Originally prestige—here, too, etymology proves to be an enfant terrible—means delusion. It is derived from the Latin praestigiae (-arum)—though it is found in the forms praestigia (-ae) and praestigium (-ii) too: the juggler himself (dice-player, rope-walker, "strong man," etc.) was called praestigiator (-oris). Latin authors and mediaeval writers of glossaries took the word to mean "deceptive juggling tricks," and, as far as we know, did not use it in its present signification. The praestigiator threw dice or put coins on a table, then passed them into a small vessel or box, moved the latter about quickly and adroitly, till finally, when you thought they were in a certain place, the coins turned up somewhere else: "The looker-on is deceived by such innocent tricks, being often inclined to presume the sleight of hand to be nothing more or less than magic art."

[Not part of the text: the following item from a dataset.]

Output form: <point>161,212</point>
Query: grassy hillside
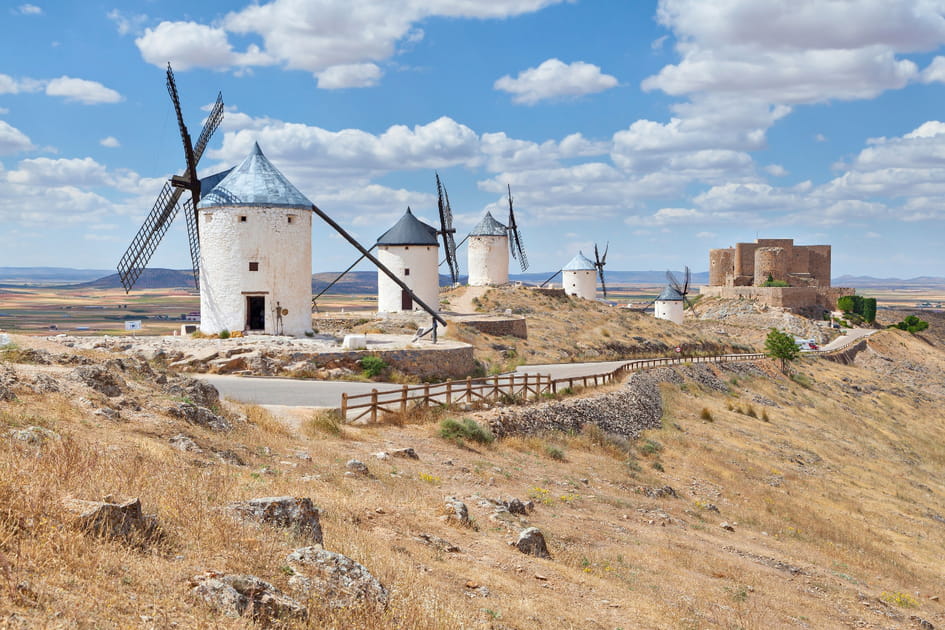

The practice of French writers in the oldest times was, so far as we have been able to discover, to use the word prestige at first in the signification above assigned to the Latin "praestigiae" (prestige, prestigiateur, -trice, prestigieux). The use of the word was not restricted to the prestige of prophets, conjurers, demons, but was transferred by analogy to delusions the cause of which is not regarded any longer as supernatural. Diderot actually makes mention of the prestige of harmony. The word "prestige" became transfigured, ennobled, and writers and orators refined it so as to make it applicable to analogies of the remotest character. Rousseau refers to the prestige of our passions, which dazzles the intellect and deceives wisdom. Prestige is the name continually given to every kind of spell, the effect of which reminds us of "prestige" ("cet homme exerce une influence que rassemble à une prestige"—Littre), and to all magic charms and attractive power which is capable of dulling the intellect while it enhances sensation. We may read of the prestige of fame, of the power which, in default of prestige, is brute force; in 1869 numberless placards proclaimed through the length and breadth of Paris that Bourbeau, Minister of Public Instruction, though reputed to be a splendid lawyer, "lacked prestige"—"Bourbeau manque de prestige." The English and German languages make use of the word in the latter meaning as opposed to the imaginary virtue of the conjurer; the same signification is applied, generally speaking, to the Italian and Spanish prestigio, only that the Italian prestigiáo and the Spanish prestigiador, just like the French prestigiateur, have, as opposed to the more recent meaning, kept the older significance; neither of them means anything more or less than conjurer or juggler.